8.  Visible light ------------------------------------------------------detected as various colors by the naked human eye (look around, you it's the COLORS!!! the COLORS!!!).
9.  Photons ----------------------------------------------------------- a non-tangible object (basically, you can't see it  with a naked eye and you are unable to touch it, like the way you can touch and hold onto a pencil), it is quantum light energy (simply, it's tiny   packages of light).
10.   Light reactions --------------------------------------------------they're the steps of photosynthesis that convert solar energy to chemical energy. (that's why it's called light reaction because it uses  light from the sun to produce the chemicals needed for the plant to   make food).
11.   Calvin Cycle -----------------------------------------------------named after Melvin Calvin who discovered the steps in the late 1940s along      with his colleagues. This is otherwise known as the dark reaction because   it doesn't need light but only the products of the light reaction (NADPH and ATP) and carbon dioxide in order to produce sugar.
12.   NADP+ -----------------------------------------------------------real name: nicotinamide adenine dinucleotide phosphate. (isn't that cool!! look at that big word!! impress your friends!!) It's a biproduct of the Calvin Cycle and is an electron acceptor that temporarily stores the energized electrons needed for the process to take place (you need   energy in order to do work!).
13.   Photophosphorylation --------------------------------------- a process in which the light reactions also generate ATP by powering the addition of a phosphate group to ADP.
14. Carbon fixation ------------------------------------------------  the addition of carbon element into other compounds
15.  Pigments -------------------------------------------------------- substance that absorbs certain ends of the light spectrum. The most familiar being chlorophyll (green) and carotenoids (orange).
16.  Photorespiration---------------------------------------------   process in certain plants that occurs in the light and accumulates O2, or oxygen gas.

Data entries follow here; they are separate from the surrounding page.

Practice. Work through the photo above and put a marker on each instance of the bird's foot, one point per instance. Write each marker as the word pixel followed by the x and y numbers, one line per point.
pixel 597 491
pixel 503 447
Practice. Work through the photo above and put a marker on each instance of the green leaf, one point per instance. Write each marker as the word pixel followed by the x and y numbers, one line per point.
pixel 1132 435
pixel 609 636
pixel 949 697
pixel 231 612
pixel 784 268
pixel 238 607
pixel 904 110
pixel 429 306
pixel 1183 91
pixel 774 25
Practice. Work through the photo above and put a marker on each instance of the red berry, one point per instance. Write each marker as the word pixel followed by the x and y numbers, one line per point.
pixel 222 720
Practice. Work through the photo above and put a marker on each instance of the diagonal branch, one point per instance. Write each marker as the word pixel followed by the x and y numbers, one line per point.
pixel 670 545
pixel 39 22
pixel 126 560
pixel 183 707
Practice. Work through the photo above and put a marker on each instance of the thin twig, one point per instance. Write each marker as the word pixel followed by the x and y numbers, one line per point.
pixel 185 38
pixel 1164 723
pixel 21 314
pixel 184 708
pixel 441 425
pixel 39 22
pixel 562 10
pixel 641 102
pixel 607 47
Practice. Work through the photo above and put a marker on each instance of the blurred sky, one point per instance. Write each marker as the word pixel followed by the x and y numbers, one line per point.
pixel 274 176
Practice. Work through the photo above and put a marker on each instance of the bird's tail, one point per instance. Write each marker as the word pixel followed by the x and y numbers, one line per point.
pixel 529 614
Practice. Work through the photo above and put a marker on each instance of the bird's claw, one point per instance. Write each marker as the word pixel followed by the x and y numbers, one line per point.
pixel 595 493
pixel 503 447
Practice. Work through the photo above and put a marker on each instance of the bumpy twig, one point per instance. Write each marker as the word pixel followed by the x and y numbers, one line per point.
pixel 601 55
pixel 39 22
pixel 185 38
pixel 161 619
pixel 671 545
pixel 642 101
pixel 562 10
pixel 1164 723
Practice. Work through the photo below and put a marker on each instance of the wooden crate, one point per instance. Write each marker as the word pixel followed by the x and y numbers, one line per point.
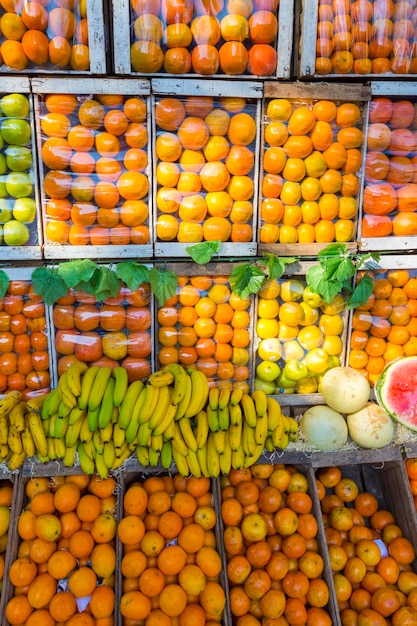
pixel 122 22
pixel 97 18
pixel 396 92
pixel 308 19
pixel 181 89
pixel 271 237
pixel 32 250
pixel 83 88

17.  C3 plants ------------------------------------------------------- certain plants that produce a 3-carbon compound as the first product of carbon fixation.  This group include plants important to agriculture, such as soybeans.

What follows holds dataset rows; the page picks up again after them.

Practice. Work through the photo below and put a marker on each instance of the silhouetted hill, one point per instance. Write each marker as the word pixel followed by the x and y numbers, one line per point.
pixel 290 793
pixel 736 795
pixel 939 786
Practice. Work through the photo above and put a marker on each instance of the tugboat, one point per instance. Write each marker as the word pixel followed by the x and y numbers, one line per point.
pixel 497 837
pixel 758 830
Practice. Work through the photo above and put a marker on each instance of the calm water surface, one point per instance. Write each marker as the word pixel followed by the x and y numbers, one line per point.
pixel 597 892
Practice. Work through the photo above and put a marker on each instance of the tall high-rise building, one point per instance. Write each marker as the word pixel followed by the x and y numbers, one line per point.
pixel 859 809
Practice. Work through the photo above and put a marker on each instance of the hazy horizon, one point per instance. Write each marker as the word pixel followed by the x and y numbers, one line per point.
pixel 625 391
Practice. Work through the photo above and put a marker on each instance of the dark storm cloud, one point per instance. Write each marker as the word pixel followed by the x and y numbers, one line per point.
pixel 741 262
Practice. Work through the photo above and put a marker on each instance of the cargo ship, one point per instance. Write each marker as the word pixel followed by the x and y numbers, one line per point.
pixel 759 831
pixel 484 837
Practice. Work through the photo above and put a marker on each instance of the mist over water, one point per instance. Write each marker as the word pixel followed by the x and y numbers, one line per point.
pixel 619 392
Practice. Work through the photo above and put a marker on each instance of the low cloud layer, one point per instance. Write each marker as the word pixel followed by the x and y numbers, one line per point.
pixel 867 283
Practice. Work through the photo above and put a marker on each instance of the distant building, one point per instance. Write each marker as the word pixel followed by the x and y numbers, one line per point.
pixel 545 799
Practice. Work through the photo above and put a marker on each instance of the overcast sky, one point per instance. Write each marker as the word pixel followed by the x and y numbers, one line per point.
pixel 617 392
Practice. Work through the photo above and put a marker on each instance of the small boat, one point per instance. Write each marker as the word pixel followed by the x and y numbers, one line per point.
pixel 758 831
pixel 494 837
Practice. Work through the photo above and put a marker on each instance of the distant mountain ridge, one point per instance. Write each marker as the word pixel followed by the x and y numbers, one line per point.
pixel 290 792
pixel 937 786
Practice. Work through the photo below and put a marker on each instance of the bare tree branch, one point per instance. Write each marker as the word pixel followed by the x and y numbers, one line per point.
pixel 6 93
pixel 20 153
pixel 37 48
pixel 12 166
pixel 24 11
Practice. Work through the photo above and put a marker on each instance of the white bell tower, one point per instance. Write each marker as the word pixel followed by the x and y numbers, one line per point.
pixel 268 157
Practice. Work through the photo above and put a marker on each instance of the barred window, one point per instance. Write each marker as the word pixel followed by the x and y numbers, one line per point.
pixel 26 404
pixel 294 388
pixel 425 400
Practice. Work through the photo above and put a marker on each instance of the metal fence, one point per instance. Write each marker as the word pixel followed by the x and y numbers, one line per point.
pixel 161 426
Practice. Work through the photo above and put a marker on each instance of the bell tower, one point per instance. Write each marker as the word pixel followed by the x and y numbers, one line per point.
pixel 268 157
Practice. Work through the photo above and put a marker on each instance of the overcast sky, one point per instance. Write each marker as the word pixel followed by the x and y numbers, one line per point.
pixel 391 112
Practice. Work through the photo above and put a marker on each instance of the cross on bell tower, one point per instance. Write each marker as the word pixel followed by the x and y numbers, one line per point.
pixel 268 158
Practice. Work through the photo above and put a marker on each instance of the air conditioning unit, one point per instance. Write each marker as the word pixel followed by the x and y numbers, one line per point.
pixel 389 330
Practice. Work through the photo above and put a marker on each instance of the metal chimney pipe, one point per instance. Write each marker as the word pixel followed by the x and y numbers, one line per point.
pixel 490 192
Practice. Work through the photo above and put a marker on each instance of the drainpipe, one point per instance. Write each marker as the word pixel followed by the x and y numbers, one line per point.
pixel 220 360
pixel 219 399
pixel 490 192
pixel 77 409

18.  C4 plants-------------------------------------------------------- plants that enter the Calvin cycle (i.e. dark reaction) with a different type of  carbon fixation process that produces a 4-carbon compound as the first product. This group also contain specific plants that are important to agriculture, such as corn and sugarcane.
19.  Crassulacean acid metabolism (CAM) ----------------- named after water-storing plants, the family Crassulaceae,  these plants keep  the acids that they produce during the night in their vacuoles until daybreak,  when the stomata closes.  Examples of these plants would include many cacti (pl. for cactus), and pineapples, among some others.